- Halle Berry as Molly Woods
- First appearance: "Re-Entry"
- Last appearance: "The Greater Good"
- Portrayed by: Halle Berry

In-universe information
- Occupation: ISEA astronaut and scientist
- Family: Dr. John Woods (ex-husband) Quinn (father)
- Children: Ethan Woods (A prototype Humanich) 'The Offspring' (An Alien Hybrid)

= Molly Woods =

Molly Woods is a fictional character from the science fiction drama series Extant, played by Halle Berry. She made her first screen appearance in the show's pilot episode "Re-Entry", which first aired on July 9, 2014 on the CBS network in the United States.

Molly is an astronaut. She is married to John Woods and is the mother of Ethan Woods, a "humanich" android. While aboard a spaceflight to ISEA (the fictional space agency that replaced NASA) space station, she inexplicably becomes pregnant during the 13-month solo voyage. She returns to Earth amid chaotic happenings with her family life while in the space program and unexplained events of the early pregnancy. She goes through medical and psychological tests after returning to ISEA.

==Present time==
The believed dead Harmon Kryger makes an attempt to contact Molly after she has an eventful day with her husband John and son Ethan. From hurried and missed breakfast with John, to the trip to the museum with Ethan which features Ethan with more questions than answers from Molly. Also, the revelation from Sam Barton that her brain scans are just like Krygers, (but he died) and she is 14 weeks pregnant. The night is just as mysterious as the Woods prepare for the next day's events.

Later we see Ethan prepared for interaction with children at school, as Molly defends his place in a school setting to the worried parents. Molly reveals to John, she just signed up for another rotation on the Seraphim, while John was ready to add Ethan to the family. Molly objects saying, "you just can't plug and play a family." Molly's boss interrupts her morning jog to let her in on the Covert program that allowed her to become pregnant by timed release Nano-technology. He mentions her brain scans that matched Kryger's and that's what led to his suicide.

Unbeknownst to Molly Director Sparks is planning to covertly bring her in for further study with a medical team. Her doctor Dr. Barton, arrives that night to draw a blood sample to determine the DNA of Molly's unborn fetus. Later, Molly reveals to John she is pregnant and that she is afraid he wouldn't believe her.

==Flashbacks to the past==
In the opening, we see Molly in a darkened room reminiscing about earlier times with Marcus. She goes to the bookcase and removes an old photo album, and we see a picture of her with Marcus in his ISEA mission uniform with Molly and it's a moving scene.

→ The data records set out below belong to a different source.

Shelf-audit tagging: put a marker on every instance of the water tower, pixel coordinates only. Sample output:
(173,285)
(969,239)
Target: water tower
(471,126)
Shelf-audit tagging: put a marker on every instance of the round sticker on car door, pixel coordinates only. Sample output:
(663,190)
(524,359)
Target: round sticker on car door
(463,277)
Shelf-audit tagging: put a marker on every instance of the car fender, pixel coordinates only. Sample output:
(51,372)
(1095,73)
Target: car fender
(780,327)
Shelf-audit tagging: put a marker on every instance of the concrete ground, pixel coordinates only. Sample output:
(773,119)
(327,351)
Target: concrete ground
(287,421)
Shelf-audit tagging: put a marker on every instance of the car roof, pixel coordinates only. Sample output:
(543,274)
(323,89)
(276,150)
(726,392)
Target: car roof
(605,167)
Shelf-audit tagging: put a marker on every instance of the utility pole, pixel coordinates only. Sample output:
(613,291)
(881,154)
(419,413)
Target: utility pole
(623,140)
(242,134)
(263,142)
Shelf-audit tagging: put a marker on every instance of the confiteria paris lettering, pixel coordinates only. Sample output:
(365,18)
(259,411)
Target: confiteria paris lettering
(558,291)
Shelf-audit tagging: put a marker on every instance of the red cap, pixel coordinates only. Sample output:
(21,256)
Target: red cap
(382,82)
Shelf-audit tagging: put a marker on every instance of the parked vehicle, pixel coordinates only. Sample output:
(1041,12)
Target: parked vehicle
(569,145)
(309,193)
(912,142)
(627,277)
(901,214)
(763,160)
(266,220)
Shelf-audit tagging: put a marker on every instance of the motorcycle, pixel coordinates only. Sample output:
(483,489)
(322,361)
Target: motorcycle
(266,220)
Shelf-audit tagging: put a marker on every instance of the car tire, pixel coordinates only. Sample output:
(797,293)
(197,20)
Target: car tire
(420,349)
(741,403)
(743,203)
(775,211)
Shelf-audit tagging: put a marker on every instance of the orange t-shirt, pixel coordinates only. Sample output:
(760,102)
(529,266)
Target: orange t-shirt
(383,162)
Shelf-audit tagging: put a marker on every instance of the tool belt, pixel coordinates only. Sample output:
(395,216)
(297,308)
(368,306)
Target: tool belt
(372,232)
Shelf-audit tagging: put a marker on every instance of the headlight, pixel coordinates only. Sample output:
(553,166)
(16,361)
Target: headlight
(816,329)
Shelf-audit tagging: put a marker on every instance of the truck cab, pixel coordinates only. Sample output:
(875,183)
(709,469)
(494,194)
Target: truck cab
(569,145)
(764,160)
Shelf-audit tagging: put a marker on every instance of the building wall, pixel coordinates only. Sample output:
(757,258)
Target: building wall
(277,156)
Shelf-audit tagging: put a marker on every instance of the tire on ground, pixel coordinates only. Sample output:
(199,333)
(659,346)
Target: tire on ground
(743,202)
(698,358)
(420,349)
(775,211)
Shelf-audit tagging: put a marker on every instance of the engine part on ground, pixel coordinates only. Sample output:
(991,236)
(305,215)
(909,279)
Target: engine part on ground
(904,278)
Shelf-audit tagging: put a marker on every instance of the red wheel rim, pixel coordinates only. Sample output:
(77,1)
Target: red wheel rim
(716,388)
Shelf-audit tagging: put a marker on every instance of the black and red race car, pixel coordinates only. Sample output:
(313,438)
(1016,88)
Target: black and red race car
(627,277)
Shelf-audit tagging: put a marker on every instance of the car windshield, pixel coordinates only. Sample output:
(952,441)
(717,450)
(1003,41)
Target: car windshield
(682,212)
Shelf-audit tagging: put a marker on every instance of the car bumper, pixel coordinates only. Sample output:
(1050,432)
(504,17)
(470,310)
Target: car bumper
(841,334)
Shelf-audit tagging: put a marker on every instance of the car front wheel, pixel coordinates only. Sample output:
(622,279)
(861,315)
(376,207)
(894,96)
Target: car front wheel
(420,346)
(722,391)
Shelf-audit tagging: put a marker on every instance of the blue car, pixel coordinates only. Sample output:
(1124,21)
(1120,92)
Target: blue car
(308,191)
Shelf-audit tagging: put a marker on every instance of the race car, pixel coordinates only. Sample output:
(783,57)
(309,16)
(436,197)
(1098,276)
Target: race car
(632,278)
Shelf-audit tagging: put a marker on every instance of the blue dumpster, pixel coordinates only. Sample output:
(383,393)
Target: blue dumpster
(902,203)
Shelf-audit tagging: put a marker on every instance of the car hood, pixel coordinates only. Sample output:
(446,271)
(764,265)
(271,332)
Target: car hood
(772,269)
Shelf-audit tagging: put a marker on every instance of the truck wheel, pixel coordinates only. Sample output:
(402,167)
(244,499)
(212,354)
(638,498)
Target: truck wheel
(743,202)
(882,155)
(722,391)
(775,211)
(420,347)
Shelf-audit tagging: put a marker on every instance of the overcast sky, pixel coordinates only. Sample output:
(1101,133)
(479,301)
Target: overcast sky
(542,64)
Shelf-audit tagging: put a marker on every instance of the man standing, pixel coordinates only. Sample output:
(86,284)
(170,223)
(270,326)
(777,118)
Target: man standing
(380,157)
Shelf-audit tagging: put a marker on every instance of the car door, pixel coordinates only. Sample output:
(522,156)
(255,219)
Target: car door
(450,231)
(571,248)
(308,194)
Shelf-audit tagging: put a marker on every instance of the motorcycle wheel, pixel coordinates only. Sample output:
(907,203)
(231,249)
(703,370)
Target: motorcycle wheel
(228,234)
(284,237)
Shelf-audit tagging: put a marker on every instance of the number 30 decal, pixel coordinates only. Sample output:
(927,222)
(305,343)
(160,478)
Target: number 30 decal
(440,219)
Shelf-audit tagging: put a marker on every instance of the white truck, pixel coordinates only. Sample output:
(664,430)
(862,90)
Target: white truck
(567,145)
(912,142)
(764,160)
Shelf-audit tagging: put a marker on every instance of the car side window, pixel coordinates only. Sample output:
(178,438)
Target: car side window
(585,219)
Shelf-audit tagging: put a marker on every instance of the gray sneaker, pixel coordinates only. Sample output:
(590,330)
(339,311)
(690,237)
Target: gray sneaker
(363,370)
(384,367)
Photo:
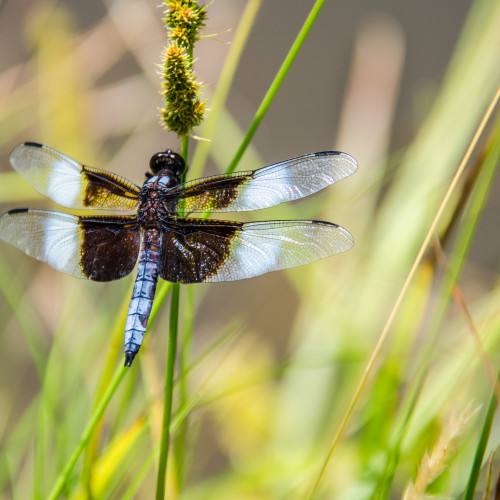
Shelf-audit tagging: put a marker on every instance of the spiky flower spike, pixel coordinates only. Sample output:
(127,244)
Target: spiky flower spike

They begin to look at each other and tighten their embrace. She is interrupted when John appears after putting Ethan in rest mode for the night. Next we see her aboard the Seraphim initiating bio-sample tests on plants and worms, when Ben, her onboard computer (a disembodied voice) tells her of an incoming v-com, or video communication from John and Ethan. The v-com is interrupted by what Ben says is a solar flare. Ben then goes offline while Molly frantically tries to reboot.

That's when we first see Marcus appear to Molly's shock and surprise. She and Marcus interact briefly after she tries to burn her hand to attempt to see if the person she sees is real. Next we see Molly explaining away 13 lost hours of video from the space station. Gordon Kern, (the deputy director of ISEA) mentions the backup cameras on board the Seraphim, and questions Molly about the lost footage which she explains away (not convincingly to Director Sparks) as a glitch.

We see Molly wake up in the lab and in a frantic scene we see her playback the security video footage to see if Marcus is there, and he's not, but she realizes she has to hide the footage from ISEA since Marcus died years earlier.

The next night John has the birthday party for Molly and they invite friends and close ISEA associates. Dr. Barton arrives to take the blood sample from Molly, after she leaves Molly has sharp pains in her stomach and then flashes back to the event on the Seraphim with Marcus saying "it's ok." Then Molly returns to the party and the doorbell rings and it's Tim Dawkins, Marcus' brother. Molly hasn't seen Tim for a while. He tells her he's on furlough and decided to drop by. We learn she actually hasn't seen Tim in eight years since she lost the baby and Marcus. He curiously asks Molly if she has seen Marcus and tries to reassure Molly that it will be all right. Next we see Molly call Tim over when John wants a group party picture. She mingles in the party for a while. Then after revealing her secret to John they return and Molly asks John if he has seen Tim.

Molly suddenly realizes she is the only one who has seen Tim and something is happening to her.